Christine Guimonnet n’est pas contre l’usage des nouvelles technologies. Elle répertorie d’ailleurs depuis des années les outils numériques qui sont pertinents pour travailler sur l’histoire de la Shoah : "On peut utiliser des vidéos, des documentaires ou des podcasts, mais il faut que ce soit sérieux. Pour l’IA, c’est tout à fait autre chose, si on lui donne les clés sans vérifier".
Le Musée de la Libération de Paris se montre également à la pointe en matière de nouvelles technologies avec des visites en réalité mixte à l’aide de lunettes, la création de "serious game" sur tablette ou encore l’utilisation d’illustrations graphiques dans les expositions temporaires. Mais pour sa directrice Sylvie Zaidman, tout est fait sous contrôle (...)

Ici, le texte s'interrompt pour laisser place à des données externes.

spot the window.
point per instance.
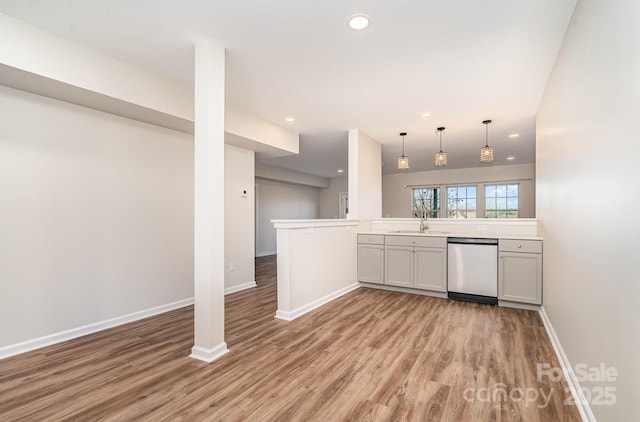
(426, 199)
(461, 201)
(501, 201)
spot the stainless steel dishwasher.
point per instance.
(473, 269)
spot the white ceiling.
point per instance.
(462, 60)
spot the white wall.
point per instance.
(38, 52)
(365, 176)
(239, 209)
(96, 216)
(317, 262)
(276, 200)
(330, 197)
(396, 199)
(279, 174)
(587, 174)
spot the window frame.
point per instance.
(465, 199)
(509, 213)
(433, 212)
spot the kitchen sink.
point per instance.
(418, 232)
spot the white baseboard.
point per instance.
(576, 391)
(291, 315)
(239, 287)
(51, 339)
(208, 355)
(268, 253)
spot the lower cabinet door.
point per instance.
(520, 277)
(371, 263)
(398, 266)
(430, 265)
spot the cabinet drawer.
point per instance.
(421, 241)
(377, 239)
(517, 245)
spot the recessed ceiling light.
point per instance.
(358, 22)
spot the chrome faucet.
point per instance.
(424, 224)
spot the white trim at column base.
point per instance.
(576, 391)
(239, 287)
(208, 355)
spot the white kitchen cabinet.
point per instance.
(520, 271)
(399, 263)
(416, 262)
(371, 258)
(430, 271)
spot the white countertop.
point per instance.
(436, 233)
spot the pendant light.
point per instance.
(486, 152)
(441, 157)
(403, 160)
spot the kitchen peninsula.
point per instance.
(318, 259)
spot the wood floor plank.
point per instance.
(371, 355)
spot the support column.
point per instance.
(209, 341)
(365, 176)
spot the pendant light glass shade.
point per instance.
(441, 156)
(486, 152)
(403, 160)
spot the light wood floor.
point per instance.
(369, 355)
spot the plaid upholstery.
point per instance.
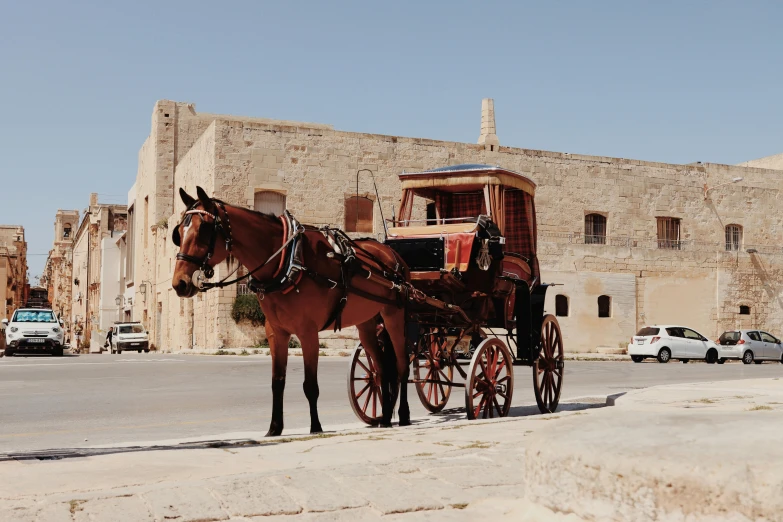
(521, 226)
(459, 205)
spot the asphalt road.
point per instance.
(88, 400)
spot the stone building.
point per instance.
(13, 269)
(95, 280)
(58, 271)
(631, 242)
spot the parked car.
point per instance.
(750, 346)
(129, 337)
(666, 342)
(33, 330)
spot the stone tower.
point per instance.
(488, 137)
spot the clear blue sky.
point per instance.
(665, 81)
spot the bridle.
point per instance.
(220, 225)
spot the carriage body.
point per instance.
(474, 259)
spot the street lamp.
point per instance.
(735, 180)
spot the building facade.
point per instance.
(630, 242)
(58, 271)
(95, 286)
(13, 269)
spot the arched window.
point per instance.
(561, 305)
(595, 229)
(604, 306)
(358, 214)
(269, 202)
(733, 237)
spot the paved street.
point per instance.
(102, 399)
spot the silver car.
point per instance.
(750, 346)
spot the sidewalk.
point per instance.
(685, 452)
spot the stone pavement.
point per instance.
(683, 452)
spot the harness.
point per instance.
(291, 267)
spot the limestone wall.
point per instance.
(315, 167)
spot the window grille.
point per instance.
(733, 237)
(595, 229)
(669, 233)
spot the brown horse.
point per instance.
(211, 228)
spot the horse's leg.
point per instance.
(309, 341)
(394, 319)
(278, 343)
(369, 337)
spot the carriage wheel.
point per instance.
(364, 387)
(490, 381)
(433, 363)
(548, 368)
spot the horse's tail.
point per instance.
(390, 388)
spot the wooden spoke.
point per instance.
(434, 362)
(490, 383)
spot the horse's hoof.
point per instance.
(274, 431)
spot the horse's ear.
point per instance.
(187, 199)
(202, 196)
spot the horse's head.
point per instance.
(203, 237)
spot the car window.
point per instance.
(648, 330)
(690, 334)
(33, 316)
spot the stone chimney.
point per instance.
(488, 138)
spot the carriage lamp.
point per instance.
(706, 189)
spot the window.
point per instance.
(561, 305)
(595, 229)
(130, 241)
(269, 203)
(358, 214)
(146, 218)
(604, 306)
(432, 216)
(733, 237)
(669, 233)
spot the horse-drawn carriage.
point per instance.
(460, 280)
(477, 293)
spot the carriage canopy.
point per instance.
(462, 191)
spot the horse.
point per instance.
(326, 295)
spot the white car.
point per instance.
(750, 346)
(33, 330)
(128, 337)
(666, 342)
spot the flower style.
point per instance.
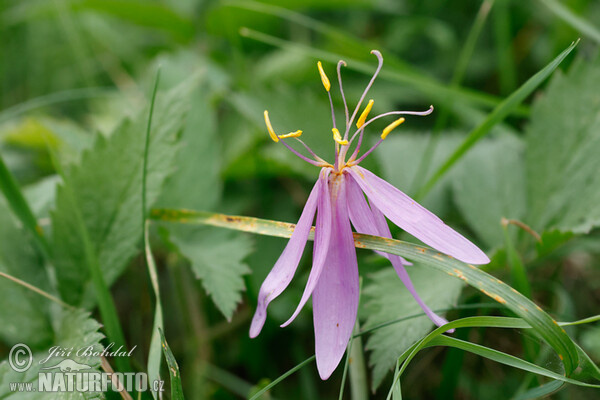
(338, 200)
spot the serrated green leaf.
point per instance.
(542, 323)
(385, 298)
(402, 153)
(489, 184)
(217, 259)
(106, 188)
(563, 143)
(73, 329)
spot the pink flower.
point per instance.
(338, 200)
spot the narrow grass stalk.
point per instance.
(459, 72)
(156, 342)
(495, 117)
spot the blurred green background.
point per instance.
(71, 70)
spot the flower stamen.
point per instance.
(338, 137)
(272, 133)
(298, 133)
(324, 77)
(365, 114)
(391, 127)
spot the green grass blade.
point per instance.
(507, 74)
(574, 20)
(540, 392)
(176, 387)
(18, 204)
(436, 338)
(495, 117)
(154, 353)
(457, 77)
(282, 377)
(542, 323)
(434, 89)
(55, 98)
(505, 359)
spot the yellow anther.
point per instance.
(391, 127)
(270, 127)
(364, 115)
(291, 134)
(324, 77)
(337, 137)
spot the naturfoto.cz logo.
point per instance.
(68, 375)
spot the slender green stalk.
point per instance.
(359, 384)
(577, 22)
(156, 341)
(457, 77)
(507, 74)
(37, 290)
(495, 117)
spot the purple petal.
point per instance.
(285, 267)
(415, 219)
(335, 298)
(363, 219)
(321, 247)
(370, 220)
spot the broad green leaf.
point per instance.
(217, 259)
(385, 298)
(542, 323)
(106, 190)
(399, 157)
(490, 184)
(496, 116)
(563, 143)
(23, 313)
(72, 329)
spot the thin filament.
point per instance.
(361, 130)
(380, 60)
(312, 153)
(367, 153)
(308, 160)
(339, 70)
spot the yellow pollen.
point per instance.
(337, 137)
(270, 127)
(324, 77)
(298, 133)
(391, 127)
(364, 115)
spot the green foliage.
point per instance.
(105, 189)
(489, 184)
(217, 259)
(24, 314)
(176, 389)
(563, 143)
(71, 208)
(385, 299)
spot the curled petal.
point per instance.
(415, 219)
(335, 298)
(370, 220)
(285, 267)
(322, 239)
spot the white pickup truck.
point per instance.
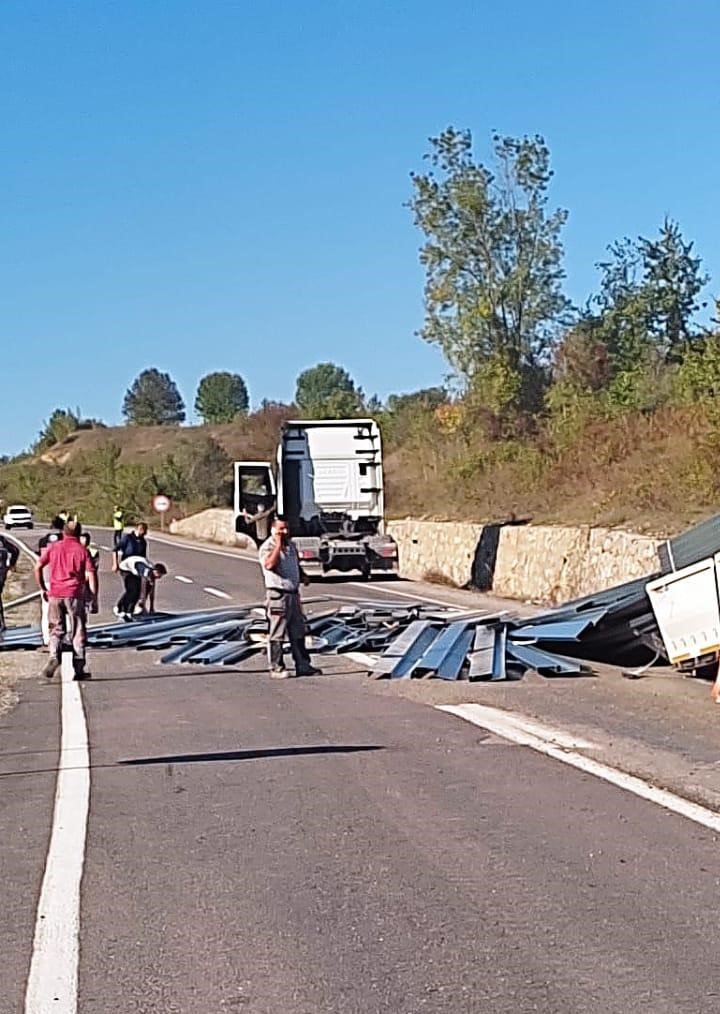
(327, 482)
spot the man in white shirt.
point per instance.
(135, 570)
(282, 574)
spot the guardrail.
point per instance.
(23, 599)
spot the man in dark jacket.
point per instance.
(8, 558)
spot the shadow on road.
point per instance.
(259, 754)
(273, 751)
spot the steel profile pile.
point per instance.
(410, 640)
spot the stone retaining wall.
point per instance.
(533, 563)
(536, 563)
(217, 524)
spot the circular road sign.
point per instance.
(161, 503)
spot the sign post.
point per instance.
(161, 504)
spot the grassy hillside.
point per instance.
(653, 473)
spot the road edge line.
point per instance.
(53, 975)
(498, 722)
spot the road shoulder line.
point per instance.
(544, 740)
(53, 978)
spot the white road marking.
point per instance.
(545, 740)
(404, 594)
(52, 984)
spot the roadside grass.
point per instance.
(650, 472)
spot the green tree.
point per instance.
(493, 258)
(648, 297)
(153, 400)
(61, 424)
(328, 391)
(221, 396)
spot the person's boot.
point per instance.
(51, 667)
(277, 662)
(80, 670)
(303, 666)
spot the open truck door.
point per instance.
(256, 499)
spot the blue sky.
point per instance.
(209, 185)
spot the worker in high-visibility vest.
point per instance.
(118, 525)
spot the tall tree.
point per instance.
(328, 391)
(493, 257)
(221, 396)
(675, 279)
(648, 297)
(153, 400)
(61, 424)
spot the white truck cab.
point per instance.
(327, 482)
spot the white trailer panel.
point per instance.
(687, 608)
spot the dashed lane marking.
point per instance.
(562, 746)
(52, 983)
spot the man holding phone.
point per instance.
(282, 574)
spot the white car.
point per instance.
(18, 516)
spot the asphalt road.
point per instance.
(313, 846)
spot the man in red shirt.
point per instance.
(72, 574)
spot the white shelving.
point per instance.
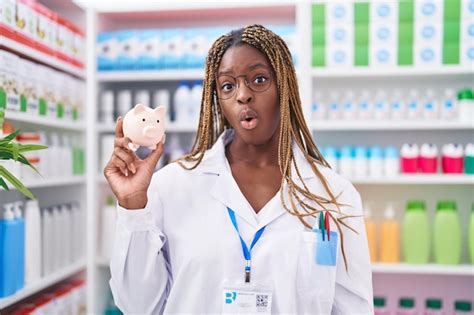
(341, 125)
(430, 269)
(418, 179)
(44, 121)
(53, 182)
(162, 75)
(41, 57)
(394, 72)
(42, 284)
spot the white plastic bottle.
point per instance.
(413, 108)
(108, 228)
(346, 162)
(430, 105)
(376, 163)
(397, 106)
(47, 241)
(107, 107)
(182, 98)
(349, 109)
(194, 105)
(162, 98)
(381, 106)
(364, 106)
(33, 248)
(391, 162)
(361, 162)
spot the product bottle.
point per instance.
(469, 159)
(429, 158)
(376, 163)
(462, 307)
(19, 252)
(470, 234)
(371, 232)
(380, 307)
(389, 237)
(361, 167)
(447, 234)
(346, 161)
(415, 233)
(108, 228)
(8, 246)
(433, 307)
(406, 306)
(391, 162)
(182, 98)
(33, 236)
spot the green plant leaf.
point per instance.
(15, 182)
(3, 184)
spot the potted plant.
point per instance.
(11, 150)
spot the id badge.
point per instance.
(246, 298)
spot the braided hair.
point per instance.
(212, 123)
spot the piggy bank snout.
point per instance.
(151, 131)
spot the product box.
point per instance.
(339, 34)
(196, 47)
(8, 13)
(428, 33)
(173, 48)
(128, 49)
(149, 49)
(383, 28)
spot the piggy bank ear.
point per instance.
(139, 108)
(161, 110)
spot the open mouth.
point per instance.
(248, 119)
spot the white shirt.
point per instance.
(173, 256)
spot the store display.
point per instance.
(447, 242)
(416, 233)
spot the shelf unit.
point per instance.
(70, 188)
(43, 283)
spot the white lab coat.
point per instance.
(173, 256)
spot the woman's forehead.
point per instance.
(242, 58)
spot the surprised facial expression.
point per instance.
(248, 95)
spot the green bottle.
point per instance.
(447, 234)
(470, 235)
(416, 233)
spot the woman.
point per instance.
(228, 228)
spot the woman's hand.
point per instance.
(127, 175)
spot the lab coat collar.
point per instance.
(226, 190)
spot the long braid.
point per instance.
(293, 126)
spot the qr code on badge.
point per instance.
(262, 300)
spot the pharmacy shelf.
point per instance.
(147, 75)
(172, 127)
(41, 57)
(53, 182)
(42, 284)
(418, 179)
(44, 121)
(349, 125)
(395, 72)
(430, 269)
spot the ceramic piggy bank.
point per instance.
(144, 126)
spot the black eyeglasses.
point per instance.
(258, 80)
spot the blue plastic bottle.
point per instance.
(8, 228)
(20, 246)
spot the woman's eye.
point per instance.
(227, 87)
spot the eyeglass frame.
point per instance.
(271, 77)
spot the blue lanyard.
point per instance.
(245, 249)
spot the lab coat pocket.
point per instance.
(316, 272)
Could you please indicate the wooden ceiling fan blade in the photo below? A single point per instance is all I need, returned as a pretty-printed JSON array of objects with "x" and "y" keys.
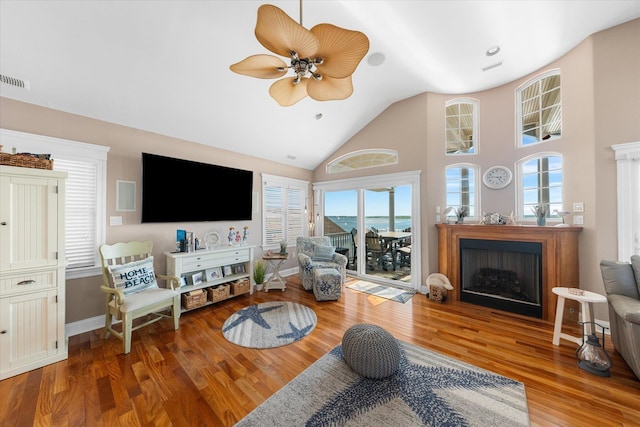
[
  {"x": 276, "y": 31},
  {"x": 330, "y": 89},
  {"x": 286, "y": 93},
  {"x": 342, "y": 50},
  {"x": 260, "y": 66}
]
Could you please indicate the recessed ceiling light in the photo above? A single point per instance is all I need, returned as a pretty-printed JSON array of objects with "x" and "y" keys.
[
  {"x": 493, "y": 50},
  {"x": 376, "y": 59},
  {"x": 489, "y": 67}
]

Cette exigence a aussi un coût, comme le souligne l’historienne Anne-Sarah Moalic Bouglé : "Avant, on faisait appel à des agences de communication, si on voulait réaliser une vidéo. Comme c’était coûteux, on réfléchissait au message que l’on voulait faire passer. Il y avait une réflexion. On faisait même appel à des spécialistes qui apportaient leur compétence, leurs connaissances, leur compréhension globale d’un sujet. Ils étaient capables de souligner les points importants". (...)
Désormais, c’est une machine qui fait le travail : "Ces outils ne sont pas neutres. Ils se nourrissent de masses de données qui ne sont pas hiérarchisées, pas forcément vérifiées, et ils les retranscrivent en cherchant à correspondre aux attentes de celui qui écrit le prompt. On est très loin d’une démarche scientifique. Or, même s’il est important de faire de la médiation, il ne faut pas oublier que ce sont des sujets d’histoire avant d’être des sujets de communication".